The understanding I mean here is not just "knowing" something. It is really entering into it, admitting that it may be more complicated than your first reaction, admitting that you may not have grasped the point immediately, and being willing to leave some room in discussion between people. Understanding is not some lofty posture of empathy, either. It is a very plain ability: knowing that you have limits, being willing to ask further, being willing to let a question stay with you for a little longer instead of rushing to answer first.
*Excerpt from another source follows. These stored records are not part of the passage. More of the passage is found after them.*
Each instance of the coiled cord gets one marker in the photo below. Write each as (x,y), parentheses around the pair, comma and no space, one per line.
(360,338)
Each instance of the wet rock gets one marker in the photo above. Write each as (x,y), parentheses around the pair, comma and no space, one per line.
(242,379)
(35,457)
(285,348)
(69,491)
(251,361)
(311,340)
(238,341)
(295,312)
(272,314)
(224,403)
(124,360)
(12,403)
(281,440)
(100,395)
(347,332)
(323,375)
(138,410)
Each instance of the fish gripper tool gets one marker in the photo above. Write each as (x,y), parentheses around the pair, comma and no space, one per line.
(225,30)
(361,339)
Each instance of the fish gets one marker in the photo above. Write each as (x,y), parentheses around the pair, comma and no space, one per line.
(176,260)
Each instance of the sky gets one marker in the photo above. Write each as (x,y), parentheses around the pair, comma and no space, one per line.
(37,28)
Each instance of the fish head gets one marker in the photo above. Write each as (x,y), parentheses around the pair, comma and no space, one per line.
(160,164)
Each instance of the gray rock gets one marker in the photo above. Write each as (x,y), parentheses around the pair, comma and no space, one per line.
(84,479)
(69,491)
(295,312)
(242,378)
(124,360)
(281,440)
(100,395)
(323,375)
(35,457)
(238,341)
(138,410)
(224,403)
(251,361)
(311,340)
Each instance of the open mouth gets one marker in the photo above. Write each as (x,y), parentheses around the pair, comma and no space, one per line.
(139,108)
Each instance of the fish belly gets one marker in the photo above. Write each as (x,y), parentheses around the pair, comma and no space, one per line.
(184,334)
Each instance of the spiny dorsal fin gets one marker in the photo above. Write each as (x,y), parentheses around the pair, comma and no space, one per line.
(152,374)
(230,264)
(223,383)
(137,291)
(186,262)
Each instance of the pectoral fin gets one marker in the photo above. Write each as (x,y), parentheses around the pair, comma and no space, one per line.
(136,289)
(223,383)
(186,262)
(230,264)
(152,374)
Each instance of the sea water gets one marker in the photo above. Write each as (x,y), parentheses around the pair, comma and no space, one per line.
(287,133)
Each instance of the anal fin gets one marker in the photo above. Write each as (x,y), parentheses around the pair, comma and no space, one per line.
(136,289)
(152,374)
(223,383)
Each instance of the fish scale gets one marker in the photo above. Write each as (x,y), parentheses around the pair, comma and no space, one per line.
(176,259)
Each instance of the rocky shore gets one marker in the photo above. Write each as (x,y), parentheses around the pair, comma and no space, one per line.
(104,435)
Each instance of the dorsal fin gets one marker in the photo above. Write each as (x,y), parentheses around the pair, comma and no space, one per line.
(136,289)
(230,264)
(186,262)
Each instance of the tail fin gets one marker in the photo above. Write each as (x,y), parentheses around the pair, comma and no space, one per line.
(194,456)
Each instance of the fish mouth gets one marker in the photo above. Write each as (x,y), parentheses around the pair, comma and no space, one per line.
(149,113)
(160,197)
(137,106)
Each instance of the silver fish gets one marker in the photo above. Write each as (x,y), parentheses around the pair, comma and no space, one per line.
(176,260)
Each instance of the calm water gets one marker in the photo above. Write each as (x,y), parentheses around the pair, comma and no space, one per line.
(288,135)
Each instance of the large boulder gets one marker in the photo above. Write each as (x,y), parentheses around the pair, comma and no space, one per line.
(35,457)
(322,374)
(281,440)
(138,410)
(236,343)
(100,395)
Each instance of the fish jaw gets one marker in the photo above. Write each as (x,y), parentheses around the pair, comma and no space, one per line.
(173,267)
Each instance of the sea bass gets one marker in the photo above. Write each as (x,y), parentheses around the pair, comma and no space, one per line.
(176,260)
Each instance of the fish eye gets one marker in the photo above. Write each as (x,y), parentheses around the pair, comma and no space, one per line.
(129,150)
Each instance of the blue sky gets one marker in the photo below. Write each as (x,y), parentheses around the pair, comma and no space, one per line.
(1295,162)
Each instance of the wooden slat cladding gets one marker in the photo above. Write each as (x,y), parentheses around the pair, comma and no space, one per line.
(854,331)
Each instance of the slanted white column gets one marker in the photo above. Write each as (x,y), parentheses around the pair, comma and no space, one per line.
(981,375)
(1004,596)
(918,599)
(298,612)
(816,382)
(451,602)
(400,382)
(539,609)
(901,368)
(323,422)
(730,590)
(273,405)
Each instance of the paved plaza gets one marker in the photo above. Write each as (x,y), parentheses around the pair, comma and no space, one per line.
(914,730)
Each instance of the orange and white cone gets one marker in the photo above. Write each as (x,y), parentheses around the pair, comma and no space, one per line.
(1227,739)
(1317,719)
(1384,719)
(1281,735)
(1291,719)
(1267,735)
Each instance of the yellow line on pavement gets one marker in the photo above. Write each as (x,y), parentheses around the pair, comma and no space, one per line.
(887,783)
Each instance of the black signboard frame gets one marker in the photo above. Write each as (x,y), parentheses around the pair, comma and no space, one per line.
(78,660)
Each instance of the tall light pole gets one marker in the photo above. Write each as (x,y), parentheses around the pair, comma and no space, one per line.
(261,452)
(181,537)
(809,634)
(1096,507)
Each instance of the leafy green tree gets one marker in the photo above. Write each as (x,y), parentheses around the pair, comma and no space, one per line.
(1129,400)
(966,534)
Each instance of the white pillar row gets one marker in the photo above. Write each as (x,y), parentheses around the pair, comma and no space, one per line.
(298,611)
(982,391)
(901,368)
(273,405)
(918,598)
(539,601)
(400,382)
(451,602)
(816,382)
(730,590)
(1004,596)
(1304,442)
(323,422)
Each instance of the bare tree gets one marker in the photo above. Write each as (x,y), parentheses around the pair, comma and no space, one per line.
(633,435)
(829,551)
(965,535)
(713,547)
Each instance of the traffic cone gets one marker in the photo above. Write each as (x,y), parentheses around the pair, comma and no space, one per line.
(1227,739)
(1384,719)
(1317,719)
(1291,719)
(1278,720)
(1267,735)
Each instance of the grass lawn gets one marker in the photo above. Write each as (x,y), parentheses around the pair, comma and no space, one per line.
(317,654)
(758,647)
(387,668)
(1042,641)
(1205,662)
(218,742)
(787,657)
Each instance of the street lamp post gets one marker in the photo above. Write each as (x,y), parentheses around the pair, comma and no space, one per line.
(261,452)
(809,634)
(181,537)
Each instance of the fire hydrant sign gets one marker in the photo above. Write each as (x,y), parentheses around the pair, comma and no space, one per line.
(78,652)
I originally wanted to connect this to Andrej Karpathy, but the more accurate version is that in his public discussions in recent years, Karpathy has repeatedly pushed human taste, judgment, and understanding to the front, rather than simply offering the slogan "the only moat humans have is understanding." A steadier way to put it is: the stronger AI becomes, the more important human judgment, taste, and understanding become. I agree with that direction. Because AI can already "think for a minute before answering." It can already simulate caution, simulate reasoning, and simulate reflection. But it cannot always truly notice where it does not understand. Humans at least still have one ability: in a certain moment, to honestly admit that I may have misunderstood this, I have not thought this through, I need to ask one more question, I need to learn a little more. That action itself is already powerful.
So in the end, what I want to say is not language purism, and it is not that "jiushi" should be deleted from Chinese entirely. I just increasingly feel that the way a person uses "jiushi" reveals many things. It reveals whether they are too eager to judge, too eager to summarize other people, too eager to simplify something complex into a ready-made default. It also reveals whether they leave room for understanding, whether they leave time for thinking, and whether they realize that they may not have arrived there yet.
If the AI era still leaves humans with any decent homework, I suspect one piece of it is this: do not live yourself into a machine that only knows how to buzz in first. A little less "isn't this just," a little more "let me think again"; fewer defaults, more real understanding; less rushing to define, more willingness to ask.
Start by saying one less "jiushi." Maybe that is not a bad exercise. Not because the word is guilty, but because a lot of the time, it arrives too fast. And understanding was never supposed to be that fast.